Of the 2,187 respondents to the [museum’s] consultation, 71 per cent voted to take the statue down, with 29 per cent saying to leave it up. Four per cent did not respond to the question.

Protests have been taking place regularly outside the still-closed museum and persons unknown have upped the ante with some radical redecoration to the exterior wall as can be seen in the photo above. Police are apparently investigating this as well as the impressive makeover of the statue itself:

Photo by Hackney Citizen

Having steadfastly ignored the wishes of the community, the PR geniuses at the museum raised hackles across the borough with a tweet inviting people to implicate themselves in the ongoing shitstorm:

Their claim about reflecting the communities they serve seems at variance with the position of the Museum’s former Director David Dewing who is said to have stated that he had “no interest in the culture of the labouring classes”.

Out now

In happier news, the The Rio Tape/Slide Archive: Radical Community Photography in Hackney in the 80s book has now been published and if you like this blog you should get it. It’s a lavish production with 254 pages filled with amazing photos and some great commentary from participants in the original Rio Tape/Slide project as well as Michael Rosen and Hackney photographer Alan Denney.

My copy arrived a few days ago and the few pages I have managed so far have already piqued my interest for some future entries here.

The book is £26 direct from Isola Press (and I think from the Rio itself and Artsword bookshop on Broadway Market) and is apparently going quick. If you can’t afford that, then check out the related free exhibition at the newly opened Hackney Museum (the museum that knows how to do things properly in Hackney).

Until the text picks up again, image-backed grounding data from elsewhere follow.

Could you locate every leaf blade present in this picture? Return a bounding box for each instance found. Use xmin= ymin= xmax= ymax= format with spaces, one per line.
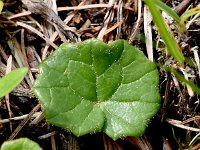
xmin=1 ymin=138 xmax=41 ymax=150
xmin=155 ymin=0 xmax=181 ymax=23
xmin=33 ymin=39 xmax=161 ymax=139
xmin=0 ymin=68 xmax=28 ymax=98
xmin=144 ymin=0 xmax=184 ymax=64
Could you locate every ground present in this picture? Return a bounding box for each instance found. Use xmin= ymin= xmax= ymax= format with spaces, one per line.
xmin=0 ymin=0 xmax=200 ymax=149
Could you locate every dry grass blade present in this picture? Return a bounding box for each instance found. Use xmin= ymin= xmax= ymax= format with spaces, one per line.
xmin=8 ymin=104 xmax=41 ymax=140
xmin=20 ymin=29 xmax=35 ymax=85
xmin=42 ymin=32 xmax=58 ymax=60
xmin=179 ymin=67 xmax=194 ymax=97
xmin=97 ymin=0 xmax=115 ymax=40
xmin=7 ymin=38 xmax=32 ymax=87
xmin=189 ymin=132 xmax=200 ymax=146
xmin=5 ymin=55 xmax=13 ymax=131
xmin=191 ymin=47 xmax=200 ymax=78
xmin=21 ymin=0 xmax=78 ymax=42
xmin=51 ymin=134 xmax=56 ymax=150
xmin=144 ymin=6 xmax=153 ymax=61
xmin=166 ymin=118 xmax=200 ymax=132
xmin=104 ymin=20 xmax=123 ymax=35
xmin=0 ymin=45 xmax=9 ymax=63
xmin=58 ymin=4 xmax=134 ymax=12
xmin=116 ymin=0 xmax=123 ymax=39
xmin=186 ymin=12 xmax=200 ymax=29
xmin=42 ymin=0 xmax=55 ymax=39
xmin=7 ymin=11 xmax=31 ymax=20
xmin=37 ymin=131 xmax=57 ymax=140
xmin=129 ymin=0 xmax=142 ymax=43
xmin=0 ymin=112 xmax=42 ymax=124
xmin=16 ymin=21 xmax=58 ymax=49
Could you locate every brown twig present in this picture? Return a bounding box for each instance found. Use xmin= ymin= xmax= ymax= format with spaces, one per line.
xmin=174 ymin=0 xmax=195 ymax=16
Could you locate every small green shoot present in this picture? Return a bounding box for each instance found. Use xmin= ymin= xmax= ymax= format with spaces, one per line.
xmin=1 ymin=138 xmax=41 ymax=150
xmin=0 ymin=0 xmax=3 ymax=14
xmin=180 ymin=7 xmax=200 ymax=25
xmin=33 ymin=39 xmax=161 ymax=140
xmin=163 ymin=66 xmax=200 ymax=95
xmin=0 ymin=67 xmax=28 ymax=98
xmin=144 ymin=0 xmax=184 ymax=64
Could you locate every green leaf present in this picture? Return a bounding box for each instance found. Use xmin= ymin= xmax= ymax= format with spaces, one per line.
xmin=155 ymin=0 xmax=187 ymax=33
xmin=144 ymin=0 xmax=184 ymax=64
xmin=163 ymin=66 xmax=200 ymax=95
xmin=0 ymin=0 xmax=3 ymax=14
xmin=0 ymin=68 xmax=28 ymax=98
xmin=1 ymin=138 xmax=41 ymax=150
xmin=155 ymin=0 xmax=181 ymax=23
xmin=33 ymin=39 xmax=161 ymax=140
xmin=180 ymin=7 xmax=200 ymax=25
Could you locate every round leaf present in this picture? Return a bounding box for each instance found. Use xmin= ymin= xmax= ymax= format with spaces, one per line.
xmin=1 ymin=138 xmax=41 ymax=150
xmin=33 ymin=39 xmax=161 ymax=140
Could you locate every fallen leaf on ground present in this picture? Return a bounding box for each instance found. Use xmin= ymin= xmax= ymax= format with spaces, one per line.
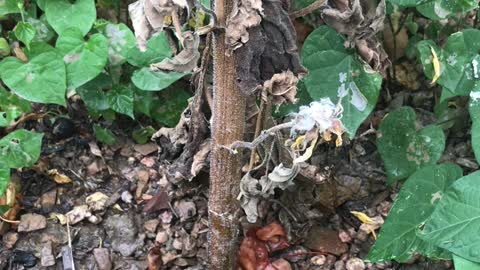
xmin=48 ymin=169 xmax=72 ymax=184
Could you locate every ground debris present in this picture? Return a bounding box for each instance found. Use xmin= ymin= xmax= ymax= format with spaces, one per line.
xmin=18 ymin=213 xmax=47 ymax=232
xmin=304 ymin=227 xmax=348 ymax=256
xmin=93 ymin=248 xmax=112 ymax=270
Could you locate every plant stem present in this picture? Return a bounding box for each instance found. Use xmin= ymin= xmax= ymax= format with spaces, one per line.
xmin=208 ymin=0 xmax=246 ymax=267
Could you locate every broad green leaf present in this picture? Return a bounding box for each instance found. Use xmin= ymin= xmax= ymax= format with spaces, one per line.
xmin=0 ymin=38 xmax=10 ymax=57
xmin=469 ymin=90 xmax=480 ymax=164
xmin=132 ymin=126 xmax=156 ymax=144
xmin=377 ymin=107 xmax=445 ymax=183
xmin=417 ymin=30 xmax=480 ymax=97
xmin=368 ymin=164 xmax=462 ymax=262
xmin=454 ymin=254 xmax=480 ymax=270
xmin=301 ymin=26 xmax=382 ymax=137
xmin=97 ymin=22 xmax=136 ymax=66
xmin=389 ymin=0 xmax=477 ymax=20
xmin=14 ymin=22 xmax=35 ymax=49
xmin=56 ymin=28 xmax=108 ymax=89
xmin=0 ymin=0 xmax=21 ymax=16
xmin=0 ymin=129 xmax=43 ymax=168
xmin=24 ymin=42 xmax=57 ymax=59
xmin=275 ymin=80 xmax=313 ymax=117
xmin=151 ymin=87 xmax=190 ymax=127
xmin=106 ymin=85 xmax=134 ymax=119
xmin=126 ymin=32 xmax=172 ymax=67
xmin=36 ymin=0 xmax=45 ymax=10
xmin=76 ymin=73 xmax=111 ymax=111
xmin=0 ymin=161 xmax=9 ymax=196
xmin=134 ymin=89 xmax=156 ymax=117
xmin=419 ymin=170 xmax=480 ymax=263
xmin=132 ymin=68 xmax=186 ymax=91
xmin=0 ymin=52 xmax=66 ymax=105
xmin=0 ymin=86 xmax=31 ymax=127
xmin=93 ymin=124 xmax=117 ymax=145
xmin=292 ymin=0 xmax=315 ymax=11
xmin=27 ymin=16 xmax=55 ymax=42
xmin=45 ymin=0 xmax=95 ymax=36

The exhibition online launch event is online with some great presentations about Hackney in the 1980s and the background of the production of the book:

Alan Denney is also in conversation with the Hackney Society on 10th December. This free online event will cover his own incredible photos of Hackney in the 1970s and 1980s.

Some great 1980s posters from the Hackney Empire were unearthed this month. The poster on the left was tweeted by Hackney Museum who had this to say:

Opposition to South African Apartheid was widespread in 1980s Hackney In 1985 workers at the British Tyre & Rubber factory (SA) went on strike over rights, pay and conditions. Within 72 hours they were dismissed.This play was put on to raise money for the strikers #bhm2020

The poster on the right was posted by Hackney ranting poet and author Tim Wells on his excellent Stand Up and Spit blog. Tim’s skinhead werewolf pulp horror shocker of a novel Moonstomp was a highlight of last year and was mainly set in late 1970s Hackney. This month he announced his second novel Shine On Me which promises “Skinhead werewolf, mod witches, dead Crass fans!”

Mick Hugo

Veteran radical Hackney historian Ken Worpole wrote a fascinating obituary for his friend Mick Hugo in the Guardian this month, covering his work as a merchant seaman and his time in Hackney the 1970s as a squatter, housing activist and Centerprise volunteer amongst many other things.

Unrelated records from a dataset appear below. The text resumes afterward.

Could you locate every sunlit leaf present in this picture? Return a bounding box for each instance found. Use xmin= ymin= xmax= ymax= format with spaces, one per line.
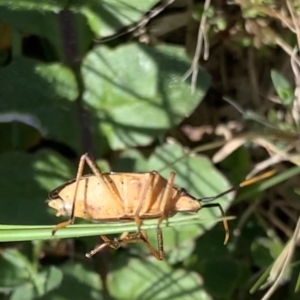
xmin=82 ymin=43 xmax=210 ymax=149
xmin=108 ymin=257 xmax=212 ymax=300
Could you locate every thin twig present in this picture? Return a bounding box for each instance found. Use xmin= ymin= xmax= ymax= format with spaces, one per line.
xmin=183 ymin=0 xmax=211 ymax=93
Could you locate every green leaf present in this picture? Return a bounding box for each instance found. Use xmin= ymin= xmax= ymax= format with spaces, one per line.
xmin=201 ymin=259 xmax=240 ymax=298
xmin=0 ymin=57 xmax=80 ymax=150
xmin=9 ymin=266 xmax=63 ymax=300
xmin=70 ymin=0 xmax=158 ymax=37
xmin=0 ymin=249 xmax=61 ymax=299
xmin=0 ymin=250 xmax=29 ymax=288
xmin=0 ymin=151 xmax=73 ymax=225
xmin=113 ymin=149 xmax=148 ymax=172
xmin=167 ymin=239 xmax=195 ymax=265
xmin=271 ymin=69 xmax=294 ymax=107
xmin=0 ymin=7 xmax=93 ymax=60
xmin=82 ymin=43 xmax=211 ymax=149
xmin=108 ymin=257 xmax=212 ymax=300
xmin=40 ymin=263 xmax=103 ymax=300
xmin=0 ymin=0 xmax=158 ymax=44
xmin=1 ymin=249 xmax=90 ymax=300
xmin=251 ymin=237 xmax=283 ymax=269
xmin=10 ymin=285 xmax=35 ymax=300
xmin=42 ymin=266 xmax=63 ymax=294
xmin=0 ymin=0 xmax=67 ymax=11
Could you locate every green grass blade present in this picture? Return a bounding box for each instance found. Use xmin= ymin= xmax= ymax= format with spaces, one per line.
xmin=0 ymin=214 xmax=235 ymax=242
xmin=235 ymin=166 xmax=300 ymax=204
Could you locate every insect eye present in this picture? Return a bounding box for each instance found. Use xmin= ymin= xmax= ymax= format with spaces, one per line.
xmin=179 ymin=188 xmax=188 ymax=196
xmin=49 ymin=190 xmax=59 ymax=199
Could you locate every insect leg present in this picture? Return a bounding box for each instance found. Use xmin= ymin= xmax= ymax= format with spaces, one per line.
xmin=137 ymin=229 xmax=164 ymax=260
xmin=86 ymin=230 xmax=164 ymax=260
xmin=202 ymin=202 xmax=229 ymax=244
xmin=133 ymin=172 xmax=156 ymax=233
xmin=83 ymin=154 xmax=123 ymax=206
xmin=85 ymin=233 xmax=129 ymax=258
xmin=52 ymin=153 xmax=87 ymax=235
xmin=196 ymin=170 xmax=276 ymax=244
xmin=52 ymin=153 xmax=123 ymax=235
xmin=157 ymin=171 xmax=176 ymax=226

Photo by @happymantree on Twitter

Meanwhile in horticultural history, The Happy Man Tree was voted “Tree of the Year”. It’s a 150 year old grade A London Plane street tree near Woodberry Down which is (still?) slated for demolition by Berkeley Homes.

Hackney Archives is sadly still closed but Friends of Hackney Archives are going strong and have unusually published a copy of their newsletter online with an update on the archives and articles including Philip Twells MP (a slave owner who lived on Stoke Newington Church Street), the campaign to restore the Hackney stocks, Hackney in London Parish maps circa 1900 and more.

Hackney Account is an inspiring youth-led police monitoring group launched earlier this year. They just published their report Policing in Hackney: Challenges From Youth In 2020 with some excellent statistics and commentary about stop and search and other recent policing issues in the borough. I was struck by the title and its resonance with the essential book published by Karia Press in 1988 and how some things have improved since then, while some things have stayed the same.

In the September update I mentioned the public vote to choose the name of the new public square by Britannia Leisure Centre. There are four contrasting radical Hackney options to choose from and the deadline is November 11th.

Finally it was lovely to hear some praise for this site during Mayday Rooms’ online session on “Archiving Radical Spaces” at the London Anarchist Bookfair event.